Why did the United States invade Iraq?
The pretense was that Iraq was harboring weapons of mass destruction. Another popular reason, however, was to make the country safe for democracy.
The campaign – like so many foreign interventions – was “an abysmal failure,” says Professor Chris Coyne in the new Learn Liberty video below. Over 100,000 people died, mostly civilians; the U.S. spent over $800 billion on military infrastructure; about 1.3 million Iraqis are now internally displaced; and over half the population is not economically active. Not to mention the emergence and spread of terrorist cells like ISIS. Suffice it to say the country is far worse off today than it was in 2003 prior to the US invasion.

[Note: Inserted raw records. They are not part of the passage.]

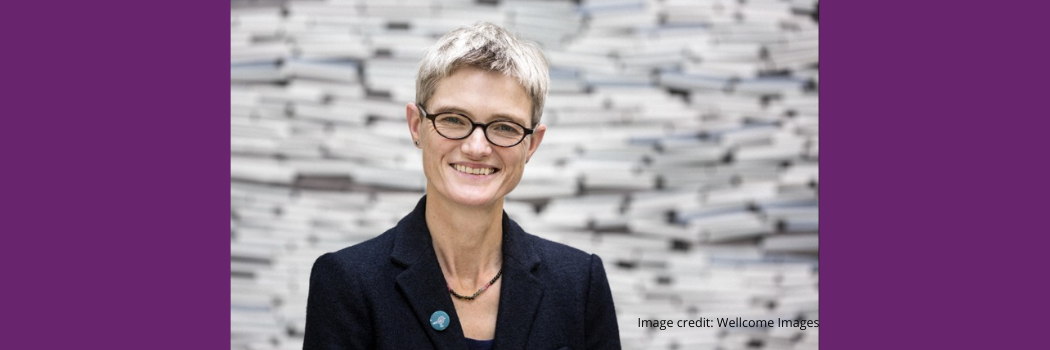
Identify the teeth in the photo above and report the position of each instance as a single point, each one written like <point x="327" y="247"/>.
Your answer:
<point x="473" y="170"/>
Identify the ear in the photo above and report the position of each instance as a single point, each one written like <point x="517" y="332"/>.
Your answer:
<point x="414" y="118"/>
<point x="537" y="138"/>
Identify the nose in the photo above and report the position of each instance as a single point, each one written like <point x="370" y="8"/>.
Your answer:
<point x="476" y="146"/>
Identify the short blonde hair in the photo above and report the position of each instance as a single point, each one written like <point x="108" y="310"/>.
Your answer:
<point x="487" y="46"/>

Chris Coyne explains that foreign invasions and nation-building often fail because of the “knowledge problem,” where policymakers and military personnel are not aware of the values and culture of the host country—making it very difficult to build a new government structure that internalizes those attitudes and beliefs.
Mismatching incentives can also be problematic for foreign interventions. The incentives of policymakers and government agencies almost always align with self-interest rather than the interests of the invaded country. As a result, the invaded country is a means to an end for policymakers, rather than the end in itself.
Supporters of nation building may have good intentions, but as the study of the knowledge problem and incentives (not to mention prior experience) shows, good intentions often bring abysmal results.